Sıradan bir günün sabahında çalan telefon yaşamınızı değiştirebilir mi? Hiç tanımadığınız yüzünü görmediğiniz adını bile bilmediğiniz biri kendi hikâyesiyle varlığınıza ayna tutan bir sese hesapsızca içinizi dökebileceğiniz bir dosta dönüşebilir mi?
Hattın iki ucu arasında salınıp duran sözcüklerin toplamı gerçek bir hikâye eder mi? Bir "alo" kadar mümkün başka bir dünya kadar uzak... Orada biri var mı?
Farklı türlerdeki eserleriyle Türk edebiyatının 1950 kuşağının önemli kalemlerinden biri olan Tarık Dursun K. birbirine ses veren iki yalnızın diyaloğu üzerinden insanın ve insan ilişkilerinin mümkünlerine bakıyor: Aşk aile kimlik ve varoluşa dair zorlu sorularla şekillenen bu sıradışı temas bugünün bir "tık"lık yalnızlığına da ışık tutuyor.
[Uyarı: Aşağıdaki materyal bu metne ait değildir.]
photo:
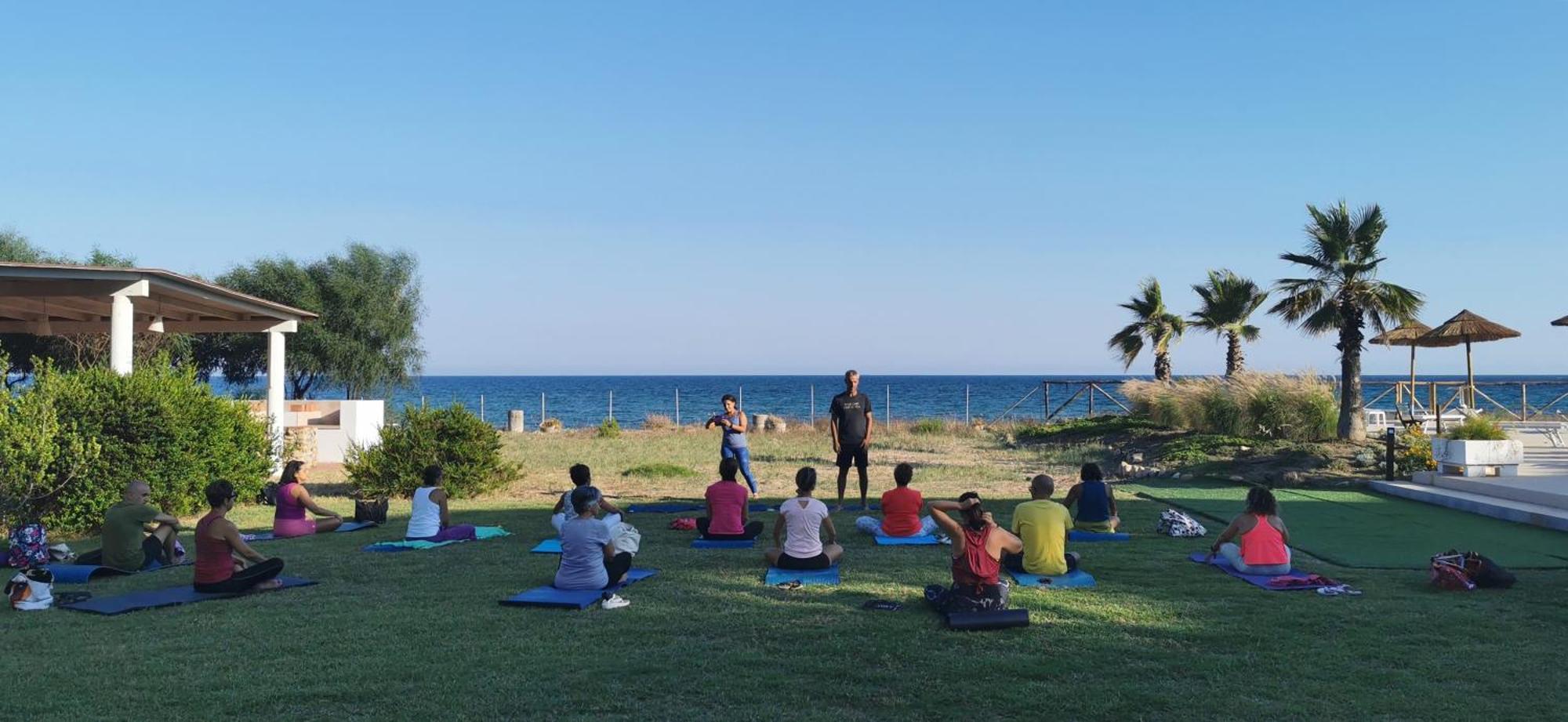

"Düşündüm de... Sizi tanımayı çok isterdim. Yakından bakmayı ve... Bu belki'leriniz var ya onları söylerken yüzünüzün ne biçim aldığını görmeyi de. Nasıl bir kişisiniz?"
"Sıradan... Hiçbir özelliği olmayan..."
"Konuştuklarınızdan o çıkmıyor ama..."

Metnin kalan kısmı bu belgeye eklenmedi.